Over the last 5 years, the historical P/E is 14.30. The current P/E is 18.69. I’ll use the more conservative P/E of 14.30 as my initial future P/E.
Equity growth rate has been anemic over the last 5 years. In fact, the 5 year average is negative! Can’t really use that number as a future EPS growth rate. However, the 4 year average, the 3 year average and the 2 year average are all hovering right around 4.20%. So I am going to use 4.20% as my initial estimate for the future EPS growth rate.
The analysts have its future EPS growth rate at 6.50%. So let’s be charitable to private equity and assume that the analysts are right (normally, I always use the more conservative value).
At 6.50% EPS growth rate, then the highest P/E investors should be willing to pay for that is 2 times. So that gives me a default P/E of 13 which is lower than my initial estimate of 14.30. I will use the 13 as the future P/E.
With that information, I determined that the future stock price in 10 years will be $52.66. Now I need to discount that to today’s dollar. I normally use a discount rate of 15%. However, I am going to take the dividend yield and dividend growth into account.

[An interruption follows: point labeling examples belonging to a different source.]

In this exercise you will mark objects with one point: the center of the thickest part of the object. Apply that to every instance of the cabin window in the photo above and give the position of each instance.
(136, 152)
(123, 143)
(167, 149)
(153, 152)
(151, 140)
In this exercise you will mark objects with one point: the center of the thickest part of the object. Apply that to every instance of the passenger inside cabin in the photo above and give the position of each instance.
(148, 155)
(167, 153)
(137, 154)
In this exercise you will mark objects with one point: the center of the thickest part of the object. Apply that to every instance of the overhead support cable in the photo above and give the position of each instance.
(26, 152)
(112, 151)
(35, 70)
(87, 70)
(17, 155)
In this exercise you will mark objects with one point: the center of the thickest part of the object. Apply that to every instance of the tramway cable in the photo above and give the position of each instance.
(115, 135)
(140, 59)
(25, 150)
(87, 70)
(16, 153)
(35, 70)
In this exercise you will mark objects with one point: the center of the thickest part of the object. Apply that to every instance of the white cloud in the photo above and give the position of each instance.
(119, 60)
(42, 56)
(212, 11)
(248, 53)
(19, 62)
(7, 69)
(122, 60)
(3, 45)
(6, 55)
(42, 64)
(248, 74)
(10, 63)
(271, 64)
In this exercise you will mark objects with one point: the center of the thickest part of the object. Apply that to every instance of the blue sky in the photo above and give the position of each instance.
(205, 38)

The average high dividend yield is 4.90%. Since that is the yield that will trigger me to buy the stock, I will use that as a constant dividend yield in the future. As for the future dividend growth rate, BCE Inc. has only raised its dividends once from 2002 to 2006 which leads to a 5 year dividend growth rate of 2.20%. Sounds good to me.

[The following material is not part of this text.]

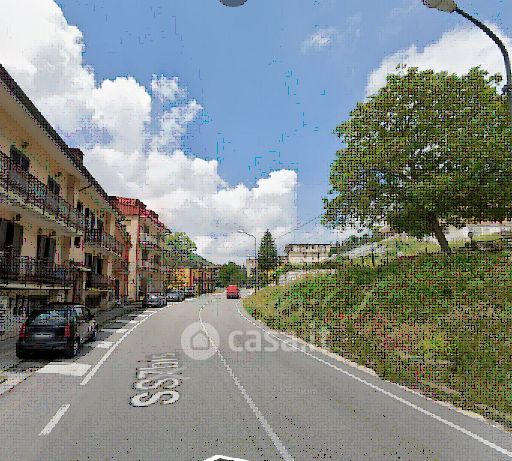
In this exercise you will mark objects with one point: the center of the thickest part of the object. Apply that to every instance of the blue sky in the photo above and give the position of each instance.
(262, 88)
(267, 103)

So, taking all this information, I have come up with a model price of $21.09. Even lower than the Graham number and it represents a premium of $91.25% over the current price.
See my calculations here.
All in all, this stock looks like a dog. And all three valuation methods show that private equity has overpayed by a long shot.
Now, I am sure that the private equity members will go in there and make management changes, increase efficiencies, sell off assets that aren’t producing, and all that good stuff that will make BCE Inc. a better more profitable company.
What do you think? Did private equity overpay for BCE Inc?
Full Disclosure: I do own shares of BCE Inc. I originally had purchased it for the dividend yield a couple of years ago when the stock was stuck in the $25 range. And that is when I learned that buying a high yield with no dividend growth is not as enticing as it first appears. Needless to say, I am very happy that private equity is willing to give me $42.75 a share. I will definitely take that money and find myself a superior dividend yielding stock with a consistently high dividend growth rate!